A Comparative Study of Swin Transformer and CNN Models for Crowd Counting

Jiayi Guo

doi:10.54254/2755-2721/94/2024MELB0083

1. Introduction

Crowd counting is a very important link in intelligent monitoring and security management, especially for large gatherings, public events and transportation hubs and other crowded situations [1,2]. The precision of these counting results is paramount, as it not only significantly mitigates the risk of catastrophic incidents like stampedes but also empowers security personnel to efficiently manage and direct crowd movements during emergencies, thereby enhancing overall public safety and event coordination [3].

Convolutional neural networks (CNNs) have demonstrated impressive advancements in image processing tasks in previous research, extracting local characteristics of pictures using convolutional operations and demonstrating strong performance in tasks like object detection and image classification [4,5]. However, CNNs' limited capacity to gather vast amounts of global data is due to their small receptive fields.
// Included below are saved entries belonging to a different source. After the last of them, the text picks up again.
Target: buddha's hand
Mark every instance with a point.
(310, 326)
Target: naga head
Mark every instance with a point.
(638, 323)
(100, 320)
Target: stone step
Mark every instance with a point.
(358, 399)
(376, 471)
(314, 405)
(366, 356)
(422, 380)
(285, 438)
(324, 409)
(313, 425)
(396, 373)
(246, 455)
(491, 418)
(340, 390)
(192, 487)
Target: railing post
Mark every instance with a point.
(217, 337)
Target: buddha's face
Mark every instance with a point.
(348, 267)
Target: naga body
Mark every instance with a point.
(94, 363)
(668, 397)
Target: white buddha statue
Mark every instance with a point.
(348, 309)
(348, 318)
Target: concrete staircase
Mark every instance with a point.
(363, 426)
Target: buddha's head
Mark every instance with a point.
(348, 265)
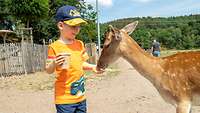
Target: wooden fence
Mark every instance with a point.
(21, 58)
(24, 58)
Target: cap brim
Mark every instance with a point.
(75, 22)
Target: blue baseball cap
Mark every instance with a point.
(69, 15)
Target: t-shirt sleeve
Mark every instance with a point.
(51, 55)
(85, 56)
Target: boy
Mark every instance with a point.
(67, 57)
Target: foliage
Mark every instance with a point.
(28, 10)
(182, 32)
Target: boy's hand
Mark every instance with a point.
(97, 71)
(59, 60)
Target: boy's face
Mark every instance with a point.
(68, 32)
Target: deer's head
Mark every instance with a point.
(111, 48)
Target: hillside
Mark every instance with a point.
(182, 32)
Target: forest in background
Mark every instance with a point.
(181, 32)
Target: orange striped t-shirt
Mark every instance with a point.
(66, 77)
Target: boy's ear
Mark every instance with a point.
(130, 27)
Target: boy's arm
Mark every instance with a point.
(87, 66)
(50, 61)
(50, 66)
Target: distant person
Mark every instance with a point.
(155, 48)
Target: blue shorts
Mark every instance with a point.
(72, 108)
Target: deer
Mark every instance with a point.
(176, 77)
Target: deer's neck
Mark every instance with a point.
(144, 63)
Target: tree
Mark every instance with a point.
(29, 10)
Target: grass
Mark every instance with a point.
(171, 52)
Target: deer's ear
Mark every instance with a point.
(111, 28)
(116, 32)
(130, 27)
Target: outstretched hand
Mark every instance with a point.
(97, 70)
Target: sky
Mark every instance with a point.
(117, 9)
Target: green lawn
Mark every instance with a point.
(171, 52)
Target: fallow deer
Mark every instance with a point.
(176, 77)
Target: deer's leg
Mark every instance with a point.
(184, 107)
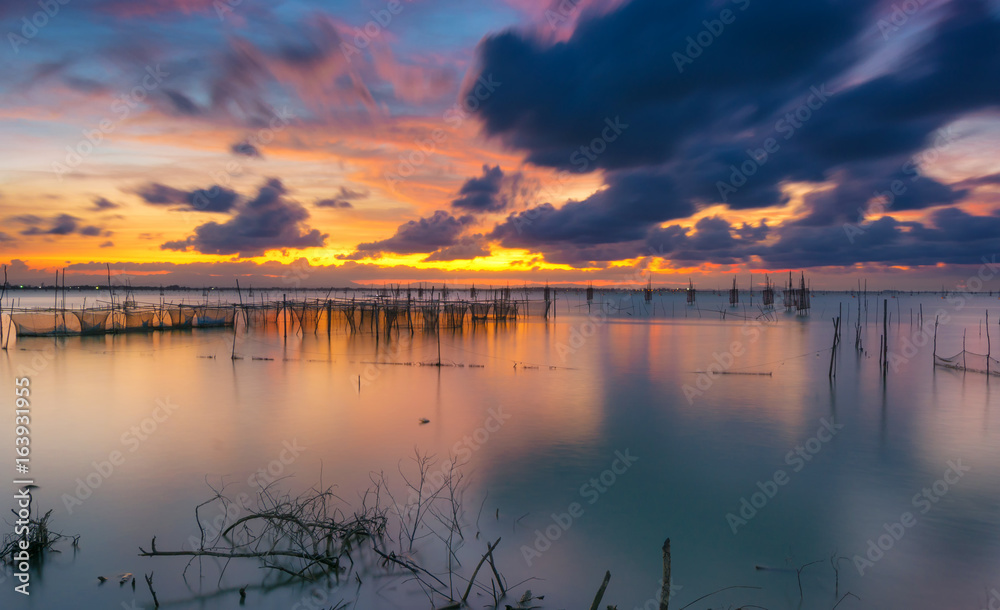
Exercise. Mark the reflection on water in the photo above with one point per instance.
(575, 393)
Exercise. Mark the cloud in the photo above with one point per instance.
(421, 236)
(245, 149)
(342, 199)
(269, 221)
(101, 204)
(467, 247)
(491, 192)
(666, 132)
(215, 199)
(626, 210)
(62, 224)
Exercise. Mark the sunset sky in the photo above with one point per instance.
(322, 143)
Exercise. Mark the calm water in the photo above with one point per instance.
(582, 393)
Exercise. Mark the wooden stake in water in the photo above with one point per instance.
(665, 587)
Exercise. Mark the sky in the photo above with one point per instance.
(308, 143)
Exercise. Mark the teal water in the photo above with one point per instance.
(585, 393)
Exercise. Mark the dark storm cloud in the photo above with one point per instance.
(180, 103)
(466, 248)
(60, 225)
(699, 116)
(245, 149)
(269, 221)
(101, 204)
(484, 193)
(214, 199)
(421, 236)
(624, 211)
As a result, the self-attention mechanism-based Transformer model has been progressively used to visual tasks in recent years. Of particular, the Swin Transformer model has proven to be an effective tool in visual tasks because of its superior performance in capturing global information and complicated images.

The objective of this paper is to evaluate the performance of Swin Transformer in head counting tasks through experiments and compare it with the traditional CNN model. The Swin Transformer model is based on the self-attention mechanism. It can realize the purpose of crowd counting by processing the local window in the picture and gradually capturing the global dependence relationship, and can better deal with the task of head counting in complex scenes.

2. Methods

2.1. Datasets

In order to ensure the validity of the comparative experiment, this paper uses the same data set as the crowd counting topic on Kaggle [6]. The data set includes crowd images in different scenarios and marks the number of people in the images. The data pre-processing steps include image scaling, standardization and data enhancement to ensure that the model can be trained under standardized data input.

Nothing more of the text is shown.